L’Aterballetto: da Rossini al blues

di Giuseppe Distefano

- Fonte: Città Nuova

L’ensemble emiliano inaugura il festival romano “Invito alla danza” diretto da Marina Michetti, tanti gli appuntamenti in programma

aterballetto

Compagnia assolutamente straordinaria per bravura corale, slancio, energia, padronanza tecnica e personalità scenica, l’Aterballetto è ormai di casa al festival romano “Invito alla danza”, dove, da qualche anno inaugura la bella rassegna estiva diretta da Marina Michetti.

 

L’ensemble emiliano, uno dei più attivi e competitivi anche sul piano internazionale, ha presentato sotto il titolo “From music… whith love”, due coreografie firmate da Mauro Bigonzetti, il quale, nella sua instancabile perlustrazione del mondo musicale, ha creato una serata che spaziava con uguale maestria tra la musica “dotta” e quella “popolare” di matrice americana.

 

“Rossini cards” fa parte del repertorio della compagnia, ed è un omaggio a Gioacchino Rossini.
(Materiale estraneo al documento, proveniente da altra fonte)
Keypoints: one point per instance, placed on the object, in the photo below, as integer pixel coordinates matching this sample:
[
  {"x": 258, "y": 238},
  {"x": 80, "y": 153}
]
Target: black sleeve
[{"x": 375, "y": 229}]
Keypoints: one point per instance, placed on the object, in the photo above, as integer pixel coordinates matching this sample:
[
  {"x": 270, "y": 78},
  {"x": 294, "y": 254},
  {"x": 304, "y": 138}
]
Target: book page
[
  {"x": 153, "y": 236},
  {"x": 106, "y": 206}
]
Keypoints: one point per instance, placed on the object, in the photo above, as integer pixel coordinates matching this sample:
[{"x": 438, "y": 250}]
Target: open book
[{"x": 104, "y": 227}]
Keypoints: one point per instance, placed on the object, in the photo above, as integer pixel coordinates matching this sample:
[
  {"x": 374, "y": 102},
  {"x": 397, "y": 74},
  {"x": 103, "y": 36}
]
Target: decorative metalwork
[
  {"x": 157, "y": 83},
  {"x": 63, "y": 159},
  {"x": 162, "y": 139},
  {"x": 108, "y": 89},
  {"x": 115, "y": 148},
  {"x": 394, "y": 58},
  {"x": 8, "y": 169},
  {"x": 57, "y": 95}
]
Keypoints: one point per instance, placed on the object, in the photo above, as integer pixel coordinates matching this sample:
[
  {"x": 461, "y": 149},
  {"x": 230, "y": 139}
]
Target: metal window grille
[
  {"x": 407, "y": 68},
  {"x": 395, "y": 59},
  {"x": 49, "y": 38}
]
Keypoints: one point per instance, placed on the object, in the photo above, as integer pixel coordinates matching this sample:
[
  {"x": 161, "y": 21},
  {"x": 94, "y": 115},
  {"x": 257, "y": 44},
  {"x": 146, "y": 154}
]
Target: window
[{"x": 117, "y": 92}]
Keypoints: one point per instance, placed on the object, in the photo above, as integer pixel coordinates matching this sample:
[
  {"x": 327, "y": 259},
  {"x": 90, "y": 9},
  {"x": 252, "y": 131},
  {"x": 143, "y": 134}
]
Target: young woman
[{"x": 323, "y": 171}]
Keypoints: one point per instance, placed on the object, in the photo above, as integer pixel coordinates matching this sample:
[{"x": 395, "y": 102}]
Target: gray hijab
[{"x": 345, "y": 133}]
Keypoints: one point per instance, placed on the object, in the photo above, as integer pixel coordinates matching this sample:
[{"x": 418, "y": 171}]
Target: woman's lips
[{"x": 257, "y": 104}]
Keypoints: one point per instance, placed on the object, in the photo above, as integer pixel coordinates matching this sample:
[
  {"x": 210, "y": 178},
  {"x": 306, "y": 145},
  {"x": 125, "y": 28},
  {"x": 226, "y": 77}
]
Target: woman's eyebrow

Inizia con una lunga tavolata apparecchiata dove siedono tutti i diciotto danzatori che, con movimenti da fermi, ingaggiano con ironia una danza di braccia e gambe sopra e sotto il tavolo. La coreografia intera esalta il ritmo incalzante, esatto, geometrico della musica su cui Bigonzetti costruisce una creazione astratta, libera da qualsiasi gabbia drammaturgica. Non una storia, ma quadri di vite parallele: immagini, cartoline, icone drammatiche e situazioni buffe. L’autore usa questo mezzo per perlustrare il mondo rossiniano, non solo dal punto di vista musicale, ma anche da quello riferito all’uomo Rossini, con le sue debolezze e peculiarità.

 

 “H+” è, invece,un omaggio alla musica soul, blues e jazz con la batteria e le percussioni di Federico Bigonzetti (figlio del coreografo) e il testo e il canto di Mark Borgazzi, voce di straordinario colore soul, entrambi giovanissimi. Su questo tappeto sonoro e con unico elemento dei calici dorati contenenti acqua – raccolta, versata, bevuta – la coreografia è dedicata al prezioso elemento naturale, origine e genitrice di tutto, purificatrice di animi e corpi, istigatrice di guerre, diritto inalienabile eppure bene conteso come forma di ricchezza. Attraverso duetti ed exploit di gruppo, l’acqua diventa simbolo e desiderio di rinascita, evoluzione e trasformazione attraverso l’incontro con l’età della giovinezza e la freschezza dei giovani interpreti.

 

Il festival prosegue con una prima nazionale:un Gala con le giovani étoiles del Ballet de l’Opéra National de Paris radunate sotto il titolo “Le stelle di domani”. Un cast di dieci giovani emergenti, alle prese con alcuni classici dell’800, accanto a coreografie contemporanee (martedì 19). Seguirà, il 21 e 22, in occasione dell’Anno della Cultura russa in Italia e della Cultura italiana in Russia, l’Igor Moiseev Ballet, la più importante, famosa e acclamata compagnia di folclore russo, con lo spettacolo “Omaggio a Igor Moiseev”; il 25 il Balletto del teatro dell’Opera della Macedonia con la coreografia tradizionale del capolavoro di Marius Petipa“Don Chisciotte”; un gala di tango dal titolo “Abrazame Tango”, il 26 e 27; e, in chiusura, il 29, la nuova creazione di Mvula Sungani “Italia, la mia Africa” che affronta la tematica dell’integrazione fra etnie diverse.